TSLAC opened its new exhibit, A Home for Texas History, on February 22, 2022. When cultural institutions display their collections, it’s important to follow exhibition best practices. These guidelines help preserve historic collections by limiting the risks and aging affects inherent to exhibiting artifacts. By following exhibition best practices, TSLAC is able to make collections accessible to the public, while also ensuring that iconic artifacts will still be available, and legible, to future generations.
Why are the light levels low in the display cases? Light causes inks and pigments to fade over a relatively short time. It speeds up the aging process of fragile materials such as brittle papers, photographs, and textiles. We keep the lights low in exhibit cases where our most vulnerable materials are displayed. In the current exhibit, this applies most of all to documents written with iron gall ink, the common ink in use during the 19th century.

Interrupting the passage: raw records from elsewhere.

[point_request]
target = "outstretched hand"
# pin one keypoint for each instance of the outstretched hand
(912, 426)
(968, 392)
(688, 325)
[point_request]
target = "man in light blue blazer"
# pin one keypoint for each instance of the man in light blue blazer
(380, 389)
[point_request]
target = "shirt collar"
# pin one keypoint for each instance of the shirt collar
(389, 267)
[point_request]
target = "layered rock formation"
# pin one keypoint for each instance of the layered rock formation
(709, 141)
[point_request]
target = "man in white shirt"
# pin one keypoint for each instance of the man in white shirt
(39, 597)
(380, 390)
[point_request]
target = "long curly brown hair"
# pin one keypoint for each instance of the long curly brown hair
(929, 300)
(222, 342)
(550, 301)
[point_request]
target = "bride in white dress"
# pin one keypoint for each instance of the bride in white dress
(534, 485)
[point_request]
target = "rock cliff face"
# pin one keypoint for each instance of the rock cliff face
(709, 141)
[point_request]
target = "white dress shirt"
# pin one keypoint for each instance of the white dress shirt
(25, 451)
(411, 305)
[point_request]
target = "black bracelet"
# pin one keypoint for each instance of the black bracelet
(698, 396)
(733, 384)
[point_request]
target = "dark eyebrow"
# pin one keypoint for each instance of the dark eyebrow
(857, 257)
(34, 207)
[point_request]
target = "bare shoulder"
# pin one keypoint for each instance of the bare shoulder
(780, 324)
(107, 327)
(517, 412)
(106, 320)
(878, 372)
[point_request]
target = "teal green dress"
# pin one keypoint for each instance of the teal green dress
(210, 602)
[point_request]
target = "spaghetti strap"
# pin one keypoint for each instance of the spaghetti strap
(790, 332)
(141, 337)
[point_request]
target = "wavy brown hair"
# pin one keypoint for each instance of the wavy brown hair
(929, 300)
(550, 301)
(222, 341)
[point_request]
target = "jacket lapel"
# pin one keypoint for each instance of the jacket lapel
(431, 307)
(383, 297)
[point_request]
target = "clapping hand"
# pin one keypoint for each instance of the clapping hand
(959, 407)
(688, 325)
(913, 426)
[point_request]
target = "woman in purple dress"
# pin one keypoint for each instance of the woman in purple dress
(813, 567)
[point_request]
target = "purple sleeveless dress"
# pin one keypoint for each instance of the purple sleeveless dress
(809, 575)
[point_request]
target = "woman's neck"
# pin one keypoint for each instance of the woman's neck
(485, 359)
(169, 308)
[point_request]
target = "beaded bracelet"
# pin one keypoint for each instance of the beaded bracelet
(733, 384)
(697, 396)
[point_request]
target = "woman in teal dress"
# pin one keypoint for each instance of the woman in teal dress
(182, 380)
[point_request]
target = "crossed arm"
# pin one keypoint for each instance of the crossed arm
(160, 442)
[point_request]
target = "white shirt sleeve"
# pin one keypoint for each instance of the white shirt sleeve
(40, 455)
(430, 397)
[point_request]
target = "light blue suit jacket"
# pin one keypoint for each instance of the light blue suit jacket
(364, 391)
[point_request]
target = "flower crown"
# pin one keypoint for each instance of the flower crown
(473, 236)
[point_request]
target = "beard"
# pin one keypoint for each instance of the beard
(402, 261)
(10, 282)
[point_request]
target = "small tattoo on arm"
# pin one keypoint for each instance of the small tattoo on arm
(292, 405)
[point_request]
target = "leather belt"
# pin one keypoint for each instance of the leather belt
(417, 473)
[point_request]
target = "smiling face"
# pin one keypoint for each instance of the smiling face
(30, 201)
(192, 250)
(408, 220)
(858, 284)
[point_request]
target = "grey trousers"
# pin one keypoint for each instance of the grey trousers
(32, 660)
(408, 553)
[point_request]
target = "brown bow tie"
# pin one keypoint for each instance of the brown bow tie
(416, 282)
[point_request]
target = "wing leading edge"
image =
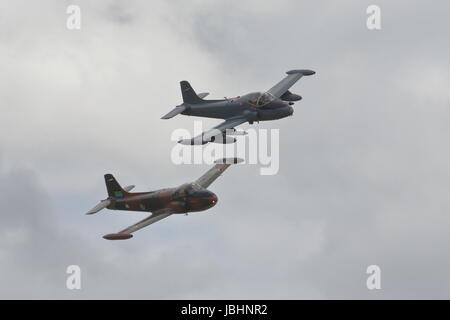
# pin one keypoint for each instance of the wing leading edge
(216, 134)
(127, 233)
(212, 174)
(292, 77)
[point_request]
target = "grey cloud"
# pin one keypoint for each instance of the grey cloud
(363, 162)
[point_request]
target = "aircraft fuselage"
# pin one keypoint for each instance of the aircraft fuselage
(186, 198)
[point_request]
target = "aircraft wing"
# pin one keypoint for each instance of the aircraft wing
(127, 233)
(216, 132)
(212, 174)
(292, 77)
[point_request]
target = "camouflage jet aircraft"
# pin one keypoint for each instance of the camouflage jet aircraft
(257, 106)
(189, 197)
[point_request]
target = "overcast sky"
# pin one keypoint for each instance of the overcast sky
(364, 161)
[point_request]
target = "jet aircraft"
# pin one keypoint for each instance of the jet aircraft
(257, 106)
(189, 197)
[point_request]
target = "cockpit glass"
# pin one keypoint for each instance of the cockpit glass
(261, 99)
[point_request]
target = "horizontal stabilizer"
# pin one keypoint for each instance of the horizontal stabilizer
(117, 236)
(102, 205)
(203, 95)
(129, 188)
(289, 96)
(304, 72)
(174, 112)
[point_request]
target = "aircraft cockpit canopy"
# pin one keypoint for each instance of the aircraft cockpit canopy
(260, 99)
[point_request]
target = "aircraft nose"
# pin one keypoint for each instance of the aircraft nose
(291, 110)
(213, 199)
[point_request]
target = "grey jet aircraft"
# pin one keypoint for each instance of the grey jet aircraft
(257, 106)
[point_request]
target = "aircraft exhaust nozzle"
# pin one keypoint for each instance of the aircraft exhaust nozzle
(118, 236)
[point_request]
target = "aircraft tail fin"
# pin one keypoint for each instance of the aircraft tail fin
(189, 95)
(114, 188)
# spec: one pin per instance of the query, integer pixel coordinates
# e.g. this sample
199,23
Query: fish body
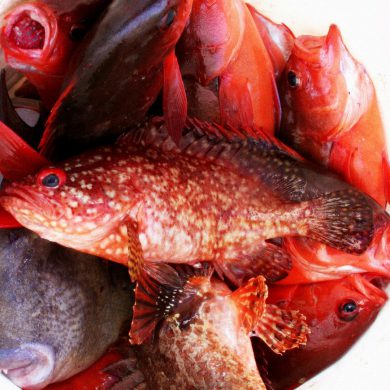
60,309
223,60
337,312
277,38
331,114
117,76
209,200
39,38
211,348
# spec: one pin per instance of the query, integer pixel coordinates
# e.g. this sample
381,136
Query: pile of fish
236,172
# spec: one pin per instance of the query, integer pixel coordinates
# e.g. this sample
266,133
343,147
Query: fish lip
30,365
43,15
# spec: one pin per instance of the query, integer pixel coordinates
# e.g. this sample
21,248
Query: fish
146,202
223,61
102,375
337,312
39,38
277,38
59,309
121,69
331,113
346,137
213,326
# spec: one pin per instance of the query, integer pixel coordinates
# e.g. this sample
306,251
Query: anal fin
270,261
174,98
282,330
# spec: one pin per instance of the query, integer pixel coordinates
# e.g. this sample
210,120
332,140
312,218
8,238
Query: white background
365,27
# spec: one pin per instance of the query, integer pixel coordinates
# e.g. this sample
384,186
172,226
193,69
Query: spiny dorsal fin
282,330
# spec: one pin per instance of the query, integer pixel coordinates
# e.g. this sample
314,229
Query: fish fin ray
343,220
386,176
271,261
174,98
281,329
250,301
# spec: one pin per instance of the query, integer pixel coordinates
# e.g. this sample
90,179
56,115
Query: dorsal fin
156,300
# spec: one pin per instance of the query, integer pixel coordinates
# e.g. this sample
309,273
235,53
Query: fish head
72,204
338,312
212,38
324,90
50,295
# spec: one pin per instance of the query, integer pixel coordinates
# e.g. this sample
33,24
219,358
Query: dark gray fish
59,309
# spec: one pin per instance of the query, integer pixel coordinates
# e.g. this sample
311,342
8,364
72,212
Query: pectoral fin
174,98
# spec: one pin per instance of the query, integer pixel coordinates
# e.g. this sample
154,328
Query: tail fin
343,220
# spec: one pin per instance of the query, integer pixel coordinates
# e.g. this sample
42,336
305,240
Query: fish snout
30,365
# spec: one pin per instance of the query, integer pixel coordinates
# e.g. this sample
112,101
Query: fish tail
282,330
341,219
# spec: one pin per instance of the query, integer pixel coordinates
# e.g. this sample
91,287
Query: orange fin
17,158
235,102
7,221
174,98
271,261
386,176
250,301
282,330
341,219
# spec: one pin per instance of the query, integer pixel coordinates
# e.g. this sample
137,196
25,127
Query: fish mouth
30,365
25,21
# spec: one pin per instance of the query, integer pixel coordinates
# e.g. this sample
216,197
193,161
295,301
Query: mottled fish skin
59,309
338,312
189,205
119,70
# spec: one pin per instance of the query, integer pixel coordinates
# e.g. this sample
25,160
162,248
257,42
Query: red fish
118,75
39,38
96,377
330,114
224,61
277,38
205,342
147,202
338,312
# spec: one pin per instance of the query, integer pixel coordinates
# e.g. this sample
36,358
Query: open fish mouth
30,365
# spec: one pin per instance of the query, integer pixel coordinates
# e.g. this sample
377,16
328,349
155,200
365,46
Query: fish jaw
31,365
334,91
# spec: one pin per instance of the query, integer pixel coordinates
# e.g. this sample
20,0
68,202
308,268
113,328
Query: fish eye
77,32
348,310
292,79
51,178
168,18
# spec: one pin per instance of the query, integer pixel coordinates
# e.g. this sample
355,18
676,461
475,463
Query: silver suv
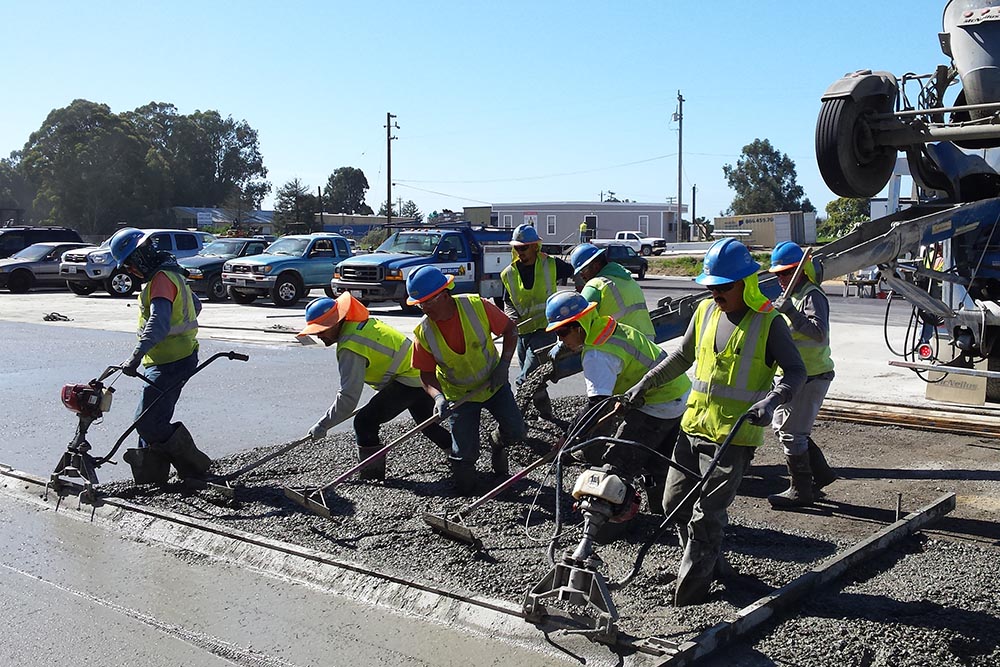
87,269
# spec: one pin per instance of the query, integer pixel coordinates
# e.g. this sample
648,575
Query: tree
843,215
764,181
345,191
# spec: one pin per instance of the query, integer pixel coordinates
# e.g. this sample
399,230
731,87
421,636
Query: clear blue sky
497,102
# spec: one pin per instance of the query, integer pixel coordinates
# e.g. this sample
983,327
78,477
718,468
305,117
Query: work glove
762,411
441,407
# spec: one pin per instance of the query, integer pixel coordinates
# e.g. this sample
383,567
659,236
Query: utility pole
679,117
389,127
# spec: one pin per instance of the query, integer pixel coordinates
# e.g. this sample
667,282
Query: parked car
628,258
205,268
34,266
87,269
13,239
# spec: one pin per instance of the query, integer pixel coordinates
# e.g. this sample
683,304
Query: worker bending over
735,342
807,311
458,361
370,352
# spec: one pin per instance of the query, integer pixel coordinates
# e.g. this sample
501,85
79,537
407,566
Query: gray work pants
705,515
793,421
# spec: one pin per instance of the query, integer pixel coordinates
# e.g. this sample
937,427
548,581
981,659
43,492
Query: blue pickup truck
287,269
474,255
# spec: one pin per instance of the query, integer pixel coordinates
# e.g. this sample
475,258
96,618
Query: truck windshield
287,246
411,243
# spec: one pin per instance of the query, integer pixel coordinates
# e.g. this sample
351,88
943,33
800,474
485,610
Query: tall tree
345,191
764,180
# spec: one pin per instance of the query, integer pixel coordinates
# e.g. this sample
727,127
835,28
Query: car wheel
216,289
242,298
19,282
851,162
120,284
286,292
81,289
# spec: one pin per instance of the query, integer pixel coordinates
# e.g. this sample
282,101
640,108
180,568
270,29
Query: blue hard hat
786,255
425,283
124,242
726,261
525,235
564,307
583,254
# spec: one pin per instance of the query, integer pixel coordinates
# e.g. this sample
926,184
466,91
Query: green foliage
764,180
843,215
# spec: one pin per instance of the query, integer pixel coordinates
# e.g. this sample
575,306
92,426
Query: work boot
799,492
823,474
189,461
376,469
149,466
499,459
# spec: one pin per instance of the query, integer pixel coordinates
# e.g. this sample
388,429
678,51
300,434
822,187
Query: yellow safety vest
458,373
530,304
727,383
388,352
182,339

Why is the exhibition period limited? Exhibition standards limit the number of hours fragile items can be on display during any five-year period. At TSLAC, we track the amount of time that items are exhibited and this information becomes a part of each object’s preservation history. The more fragile documents in A Home for Texas History will be removed from the exhibit cases and replaced with other collection items before the end of the six-month exhibit. Keeping display periods within established guidelines is another way we safeguard treasured historic collections.
What other measures are being taken to preserve the materials during the exhibit? TSLAC staff check the exhibit cases every day to make sure the artifacts remain in good condition. The cases with items that are most prone to fading and aging from light exposure are being draped when the building is closed. This way, we can limit light exposure to only the hours that visitors will be viewing the documents and artifacts.